Identifiers are ``__`` for opener and closer.  
In existing implementations the underscore ``_`` denotes either Emphasis or Strong.  
It is my opinion that ``__text__`` already looks like underlined text as my mind fills in the line.


| Opener | Closer | Spans? |
|:------:|:------:|:------:|
|   __   |   __   |  Yes   |

```
Sentence with __underline__.  
Sentence with <u>underline</u>.  


Sentence with__ underline__.  
Sentence with<u> underline</u>.  
```

### Strikethrough

Identifiers are ``~~`` for opener and closer.  
It is already common outside of commonmark.

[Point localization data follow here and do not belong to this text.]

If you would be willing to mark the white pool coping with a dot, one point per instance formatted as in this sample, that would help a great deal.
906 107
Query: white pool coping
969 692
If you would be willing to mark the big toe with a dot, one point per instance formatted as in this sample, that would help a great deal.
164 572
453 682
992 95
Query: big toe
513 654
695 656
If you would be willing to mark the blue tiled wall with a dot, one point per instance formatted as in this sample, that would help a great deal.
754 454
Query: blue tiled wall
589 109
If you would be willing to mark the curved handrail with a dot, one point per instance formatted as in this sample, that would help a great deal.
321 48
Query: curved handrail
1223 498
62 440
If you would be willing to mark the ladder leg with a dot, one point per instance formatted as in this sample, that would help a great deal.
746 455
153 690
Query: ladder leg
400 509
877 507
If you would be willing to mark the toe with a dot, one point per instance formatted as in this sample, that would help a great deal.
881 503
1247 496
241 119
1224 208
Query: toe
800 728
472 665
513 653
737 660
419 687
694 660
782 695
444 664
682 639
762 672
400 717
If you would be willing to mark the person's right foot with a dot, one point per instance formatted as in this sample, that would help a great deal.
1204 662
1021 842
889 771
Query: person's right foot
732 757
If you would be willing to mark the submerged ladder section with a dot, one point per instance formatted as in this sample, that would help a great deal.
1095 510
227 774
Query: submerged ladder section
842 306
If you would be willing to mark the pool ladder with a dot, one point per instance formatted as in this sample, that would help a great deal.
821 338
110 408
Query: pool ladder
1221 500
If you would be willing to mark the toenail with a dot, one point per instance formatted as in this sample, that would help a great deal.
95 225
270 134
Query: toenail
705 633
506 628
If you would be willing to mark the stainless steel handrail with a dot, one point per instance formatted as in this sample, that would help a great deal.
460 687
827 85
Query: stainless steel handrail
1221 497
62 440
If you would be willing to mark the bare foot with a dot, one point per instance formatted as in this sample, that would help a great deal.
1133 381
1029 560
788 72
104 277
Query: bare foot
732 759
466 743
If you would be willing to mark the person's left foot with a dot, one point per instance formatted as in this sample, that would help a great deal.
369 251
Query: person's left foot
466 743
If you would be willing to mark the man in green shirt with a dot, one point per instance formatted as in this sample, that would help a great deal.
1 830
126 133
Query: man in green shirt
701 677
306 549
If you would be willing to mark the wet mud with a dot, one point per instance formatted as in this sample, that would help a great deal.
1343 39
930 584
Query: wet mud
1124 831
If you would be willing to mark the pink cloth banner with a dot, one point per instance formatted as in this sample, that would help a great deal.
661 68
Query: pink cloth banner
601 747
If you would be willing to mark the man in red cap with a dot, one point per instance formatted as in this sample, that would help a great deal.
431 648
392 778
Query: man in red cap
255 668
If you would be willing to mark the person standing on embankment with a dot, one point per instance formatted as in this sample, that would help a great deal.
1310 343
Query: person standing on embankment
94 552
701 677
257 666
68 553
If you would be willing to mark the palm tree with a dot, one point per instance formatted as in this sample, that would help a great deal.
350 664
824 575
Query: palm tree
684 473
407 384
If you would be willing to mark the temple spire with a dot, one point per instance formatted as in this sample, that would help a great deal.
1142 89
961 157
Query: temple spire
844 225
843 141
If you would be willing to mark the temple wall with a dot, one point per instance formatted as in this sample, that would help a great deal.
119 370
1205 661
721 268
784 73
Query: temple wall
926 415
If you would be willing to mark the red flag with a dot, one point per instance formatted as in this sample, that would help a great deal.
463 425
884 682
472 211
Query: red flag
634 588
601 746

| Opener | Closer | Spans? |
|:------:|:------:|:------:|
|   ~~   |   ~~   |  Yes   |

```
Sentence with ~~strikethrough~~.  
Sentence with <s>strikethrough</s>.  

Sentence with~~ strikethrough~~.  
Sentence with<s> strikethrough</s>.  
```


### Spoiler
Spoiler is interesting in that there is no spoiler element in html, it must be managed by scripts or css.   
There have also been a few implementations of it:

| Platform        | Opener       | Closer            |
|:----------------|:------------:|:-----------------:|
| Discord         | &vert;&vert; |    &vert;&vert;   |
| Reddit          |      >!      |        !<         |
| StackOverflow   |      >!      | None, Block Level |

Discord's method has conflicts with tables and is the main outlier.  
StackOverflow's version is for spoiler blocks but the opener is the same.

| Opener | Closer | Spans? |
|:------:|:------:|:------:|
|   >!   |   !<   |  Yes   |



```
Sentence with >!spoilered!<.  
Sentence with <span class='md-spoiler'>spoilered</span>. 

Sentence with>! spoilered!<.  
Sentence with<span class='md-spoiler'> spoilered</span>. 
```

### HTML

Html is passed straight through with no processing of internal content.